The poetry in "Marginal Notes" takes us on adventures and hardships – living in alleys, doorways and "weed patches" in urban and rural Dixie — to the streets of Portland where he would continue to battle his demons in the form of 100 proof Vodka, and an unjust system that dealt out the realities in which Jay lived.
For some progressives, Jay's life seems more like a Charles Bukowski rant than that of an honest and dedicated human being fighting poverty with every breath. But Jay has never been afraid to speak truth to power to those on the left, and right, who often times can't grasp that with poverty comes, "All she had come up with was: ‘Niggas ain't actin like colored people'," told in the poem, "Morning Woman."
But that's exactly who Jay is, and his poetry reflects this in "Dangling Time" about two people on the streets who hanged themselves together off the Steel Bridge in Portland, "Two young people died by hanging from a black steel bridge, monument to its monument/moment to moment; late summer day, autumn bridge plus young frozen blood."
"Marginal Notes" also contains two prose pieces that reflect Jay's experiences. "Looking for Dave at Blanchet House," and "ID" that walk you through what it's like to bounce around like a pinball from service to service to get an ID:
"We don't do IDs on Monday, he explains. You need to come back tomorrow at 1. p.m. Next day I come back at 1 p.m. They take five people. There was a line, but it was short. I get to the counter and say I want the ID He counts five people ahead of me. He points to my pinhead and says, ‘You're no. 6. You don't get no ID You gotta come back tomorrow at 1.'And out the door I go. Missed by a nose. But I know what to do now. I'm getting close in to that wise blood now. Tomorrow is gonna be the one. That tomorrow is gonna get it, sure enough."
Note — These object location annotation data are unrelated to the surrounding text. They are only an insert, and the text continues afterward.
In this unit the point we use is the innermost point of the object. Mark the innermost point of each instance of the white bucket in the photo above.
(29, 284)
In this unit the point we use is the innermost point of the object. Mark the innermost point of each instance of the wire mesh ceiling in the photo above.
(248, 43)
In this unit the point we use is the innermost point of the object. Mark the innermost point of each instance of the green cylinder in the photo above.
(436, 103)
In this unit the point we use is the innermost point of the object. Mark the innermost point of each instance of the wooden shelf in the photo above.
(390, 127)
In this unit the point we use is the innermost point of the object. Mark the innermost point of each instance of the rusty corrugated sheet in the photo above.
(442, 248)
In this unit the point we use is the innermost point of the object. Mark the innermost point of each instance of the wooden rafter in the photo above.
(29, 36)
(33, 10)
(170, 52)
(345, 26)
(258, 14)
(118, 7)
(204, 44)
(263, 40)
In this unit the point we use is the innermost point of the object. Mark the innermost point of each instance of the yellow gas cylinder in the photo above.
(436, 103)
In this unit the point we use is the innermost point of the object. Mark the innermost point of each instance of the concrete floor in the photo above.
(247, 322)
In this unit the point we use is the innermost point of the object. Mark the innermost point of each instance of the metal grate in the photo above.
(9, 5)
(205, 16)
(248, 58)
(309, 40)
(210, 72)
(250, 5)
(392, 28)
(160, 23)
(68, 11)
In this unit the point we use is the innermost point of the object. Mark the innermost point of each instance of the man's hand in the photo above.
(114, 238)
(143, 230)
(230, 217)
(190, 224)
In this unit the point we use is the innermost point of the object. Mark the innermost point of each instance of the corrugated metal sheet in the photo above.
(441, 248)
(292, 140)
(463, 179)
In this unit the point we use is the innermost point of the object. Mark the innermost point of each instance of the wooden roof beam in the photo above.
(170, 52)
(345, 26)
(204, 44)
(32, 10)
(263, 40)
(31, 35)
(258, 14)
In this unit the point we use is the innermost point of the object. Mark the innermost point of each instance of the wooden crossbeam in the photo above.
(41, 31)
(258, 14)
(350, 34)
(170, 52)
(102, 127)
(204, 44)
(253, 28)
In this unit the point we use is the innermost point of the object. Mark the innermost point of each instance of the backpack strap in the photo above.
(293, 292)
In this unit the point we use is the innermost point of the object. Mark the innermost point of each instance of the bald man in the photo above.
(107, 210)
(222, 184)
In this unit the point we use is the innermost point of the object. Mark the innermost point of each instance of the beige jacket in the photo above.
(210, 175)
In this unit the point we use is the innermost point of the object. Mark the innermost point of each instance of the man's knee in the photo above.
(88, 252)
Somewhere between a Rambling Jack Elliot ballad and an Upton Sinclair piece, you find Marginal Notes, carrying the torch from those who have walked down those unimaginable streets before. You won't find a more raw, creative, and unique observation of the streets than this — a clear view of what it's like to truly live on the road and deal with the realities of taking life several steps too far.